Ещё нам с гордостью предъявили восстановленную караульную будку возле бывшего здания “Управления Томским имением Алтайского округа”. Честно говоря, для самих жителей царской империи, как для простонародья, так и для интеллигенции, полосатая полицейская будка всегда была символом тоски и безысходности – почитайте на этот счёт хоть Гоголя, хоть Чехова. И нынешний восторг нашей ностальгирующей публики по поводу полицейских будок, чиновных и банковских зданий вызывает у меня лёгкое недоумение. Можно ли представить себе, чтобы интеллигенты с тем же восторгом взялись в качестве памятников старины восстанавливать советские вытрезвители или паспортные столы, требуя превратить их в музеи.
Конечно же, нам показали и Собор во имя Александра Невского, возведением которого руководил начальник строительства Среднесибирского участка железной дороги инженер Николай Меженинов, который прославился тем, что был “очень хороший человек”. И естественно нам рассказали о том, как “в 20-е и 30-е годы в рамках борьбы с религией” при советской власти собор пытались взорвать.
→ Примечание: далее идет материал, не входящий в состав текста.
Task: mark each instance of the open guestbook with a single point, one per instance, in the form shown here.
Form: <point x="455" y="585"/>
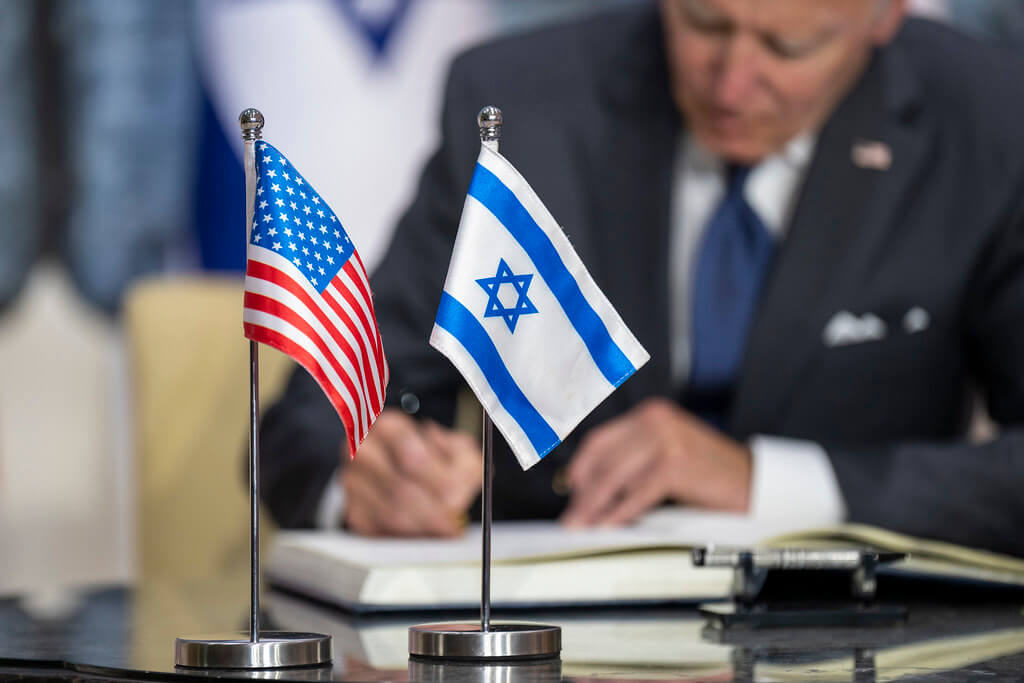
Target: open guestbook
<point x="546" y="564"/>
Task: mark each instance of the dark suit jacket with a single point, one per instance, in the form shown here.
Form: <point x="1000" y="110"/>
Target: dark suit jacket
<point x="590" y="123"/>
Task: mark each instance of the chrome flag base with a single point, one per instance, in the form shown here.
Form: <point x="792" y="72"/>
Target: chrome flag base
<point x="468" y="642"/>
<point x="274" y="649"/>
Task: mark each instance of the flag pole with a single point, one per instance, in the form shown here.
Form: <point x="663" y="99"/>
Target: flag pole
<point x="266" y="649"/>
<point x="486" y="644"/>
<point x="489" y="123"/>
<point x="251" y="123"/>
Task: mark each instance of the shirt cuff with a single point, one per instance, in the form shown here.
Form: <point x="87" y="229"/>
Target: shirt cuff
<point x="331" y="506"/>
<point x="794" y="479"/>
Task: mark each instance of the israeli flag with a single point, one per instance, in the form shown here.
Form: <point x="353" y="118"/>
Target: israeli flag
<point x="522" y="321"/>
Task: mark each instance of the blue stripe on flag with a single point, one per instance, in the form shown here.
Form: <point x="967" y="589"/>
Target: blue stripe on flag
<point x="503" y="203"/>
<point x="462" y="325"/>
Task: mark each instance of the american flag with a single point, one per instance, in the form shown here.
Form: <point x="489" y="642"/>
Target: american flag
<point x="307" y="294"/>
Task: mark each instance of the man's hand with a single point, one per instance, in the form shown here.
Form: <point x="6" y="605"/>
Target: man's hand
<point x="411" y="478"/>
<point x="654" y="453"/>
Ещё одна легенда, засевшая в мозгу у нашей монархической интеллигенции.
Во-первых, следует понимать, что с Революции до Великой Отечественной войны страна развивалась очень бурно, и политический курс мог стремительно меняться буквально за пару лет – от “военного коммунизма” к НЭПу, от НЭПа к коллективизации и т. д. Так что произносить словосочетание “двадцатые и тридцатые годы” надо с предельной осторожностью.
На самом деле волн борьбы с религией в этот период было три, с принципиально разными подходами и последствиями. Первая волна была связана с гражданской войной, когда убийства священников по большей части были связаны с волной народного гнева (если хотите узнать, как крестьяне относились к попам, просто почитайте русские народные сказки), но эта волна не привела к массовому разрушению храмов – это было попросту никому не нужно.
После гражданской войны в соответствии с руководством Ленина с религией боролись чисто пропагандистскими средствами и путём распространения просвещения. Храмы же, если и закрывались, то использовались для общественных нужд и потому опять же не уничтожались. Православная церковь в то время разделилась: одна часть её не поддерживала советскую власть и помогала белогвардейскому подполью в ожидании, что “заграница им поможет”, а другая, т. н. обновленцы, сотрудничала с советской властью и стремилась к обновлению самого христианства в гуманистическом духе. Кстати, именно обновленцы и занимали Собор Александра Невского в 20-е годы.
Попытка взорвать собор была предпринята в разгар 30-х годов в рамках затеянной Сталиным масштабной перестройки всех крупных городов. Вот тогда действительно стали уничтожать храмы, сносить старые здания, расширять улицы и возводить новые масштабные постройки. Но делалось это не из антирелигиозных, а из архитектурных соображений, поскольку, как известно, Сталин церкви благоволил.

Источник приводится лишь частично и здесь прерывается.